State Initiatives

States have considerable latitude to enact legislation, dedicate funds, and take action to address the issue of vacant and foreclosed homes. Ideally, a vacant property will be reoccupied quickly, but in a weak housing market where properties may not be readily absorbed, they need to be properly maintained to remain viable as potential investments.

The following is adapted from the publication, Tackling the Mortgage Crisis: 10 Action Steps for State Government, created by the Metropolitan Studies Program at the Brookings Institution.

How States Can Take Action

  • Ensure responsibility on the part of property owners for proper maintenance
    • Grant themselves or local governments broad authority to enforce stringent codes
    • Allow local officials to take legal action and/or impose financial penalties on owners who neglect their properties
    • Place liens on the property to cover maintenance costs
    • Require servicers to bear the cost of maintaining properties
    • Take control of properties when necessary
  • Remove barriers that prevent properties from being put into the hands of responsible owners quickly. To do this, states need to:
    • Review their laws governing foreclosure and judicial sales to ensure they are efficient and cost-effective
    • Provide assistance to municipalities to remove backlogs in the courts and in sheriff’s offices
    • Enact statutes authorizing expedited tax foreclosure procedures for vacant properties, vesting title to foreclosed properties in the county or municipality
    • Enact statutes permitting “spot blight” eminent domain of vacant properties
       
  • Regulate the mortgage lending system so that abuses do not lead to further foreclosures and vacant or abandoned properties:
    • Provide adequate resources for overseeing the lending industry
    • Increase penalties for and/or ban abusive lending practices, being careful to differentiate between clearly abusive tactics (such as no-documentation underwriting) and those that are not necessarily abusive, but may be used in an abusive manner (such as adjustable rate mortgages)

 

 

Library

  • CalHFA Community Stabilization Home Loan Program
    California State Housing Finance Agency

    The Community Stabilization Home Loan Program makes owning a home more affordable for first-time homebuyers by offering a reduced interest rate on a 30-year fixed rate mortgage on selected REO properties in specified areas.

  • Foreclosure and Eviction Practices by State
    National Low Income Housing Coalition

    Prepared by the National Low Income Housing Coalition in summer 2008, this document provides a state-by-state listing of foreclosure and eviction practices.

  • Foreclosure to Homelessness: the Forgotten Victims of the Subprime Crisis
    National Coalition for the Homeless

    This report summarizes the findings of a national survey of state and local homeless coalitions conducted in winter 2008 to determine whether their communities were seeing an increase in homelessness due to the foreclosure crisis.   The report is critical of the response at the state and federal level and provides recommendations for federal strategies.

  • Genesee County Land Bank: Strategies for Transforming Vacant and Abandoned Properties from Liabilities to Assets
    Dan Kildee, Genesee County Land Bank

    Download the presentation from Dan Kildee, Genesee County Land Bank entitled "Strategies for Transforming Vacant and Abandoned Properties from Liabilities to Assets" made December 11, 2008 as part of the NeighborWorks forum, Put Your Action Plan to Work: How to Use HUD's Neighborhood Stabilization Program in Your Community.

  • Massachusetts Neighborhood Stabilization Loan Fund
    Massachusetts Housing Partnership

    The $20 million Neighborhood Stabilization Fund was created to acquire and rehabilitate properties in neighborhoods hardest hit by foreclosures.  The fund will help qualified buyers quickly purchase and hold property while financing is obtained for long-term stabilization.

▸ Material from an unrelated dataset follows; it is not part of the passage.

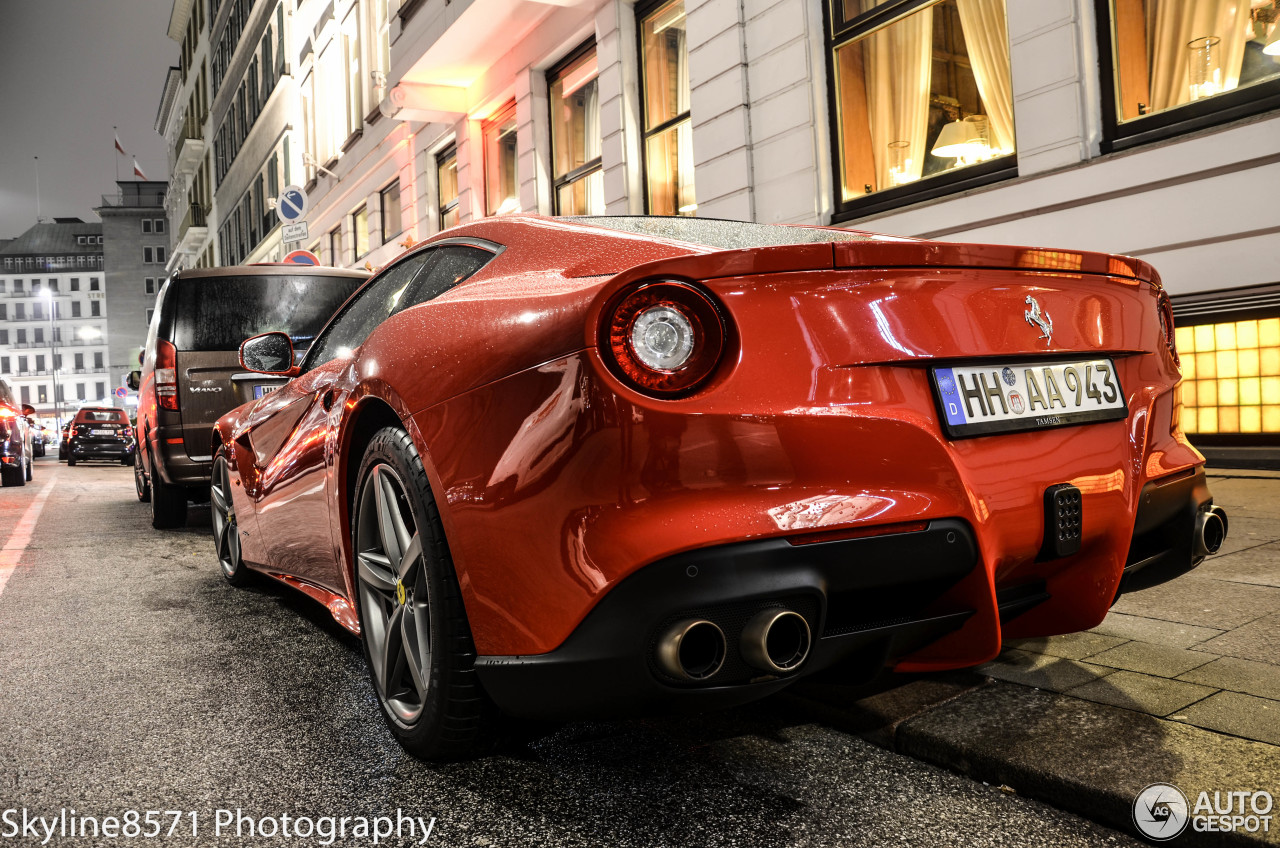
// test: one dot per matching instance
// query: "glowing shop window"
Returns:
(1230, 377)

  • Minnesota Foreclosure Partners Council
    City of Minneapolis

    The Minnesota Foreclosure Partners Council identifies, funds and implements coordinated, innovative policies and programs that address the recent surge in foreclosures.

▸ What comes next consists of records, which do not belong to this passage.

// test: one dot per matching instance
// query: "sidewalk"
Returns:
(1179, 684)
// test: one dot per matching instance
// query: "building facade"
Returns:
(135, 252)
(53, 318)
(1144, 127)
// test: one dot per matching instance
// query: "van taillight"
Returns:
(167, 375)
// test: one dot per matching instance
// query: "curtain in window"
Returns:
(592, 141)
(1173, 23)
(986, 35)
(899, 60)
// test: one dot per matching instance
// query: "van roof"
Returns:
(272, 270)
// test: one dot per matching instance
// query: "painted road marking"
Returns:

  • State Summit on Foreclosures and Housing Solutions
    National Governors Association

    On May 28-29, 2008, the National Governors Association Center for Best Practices hosted the State Summit on Foreclosures and Housing Solutions.  The Summit offered state policymakers the opportunity to hear from national experts on actions states could take to mitigate the rising number of foreclosures, prevent future foreclosures, and sustain neighborhoods in a weakening economy.

  • Tackling the Mortgage Crisis: 10 Action Steps for State Government
    The Brooking Institute

    The Brookings Institute describes how the mortgage crisis came to be, and the damage it has so far inflicted. It then provides a set of concrete action steps that states can take to mitigate its impact on families and neighborhoods—and prevent a similar situation from occurring in the future.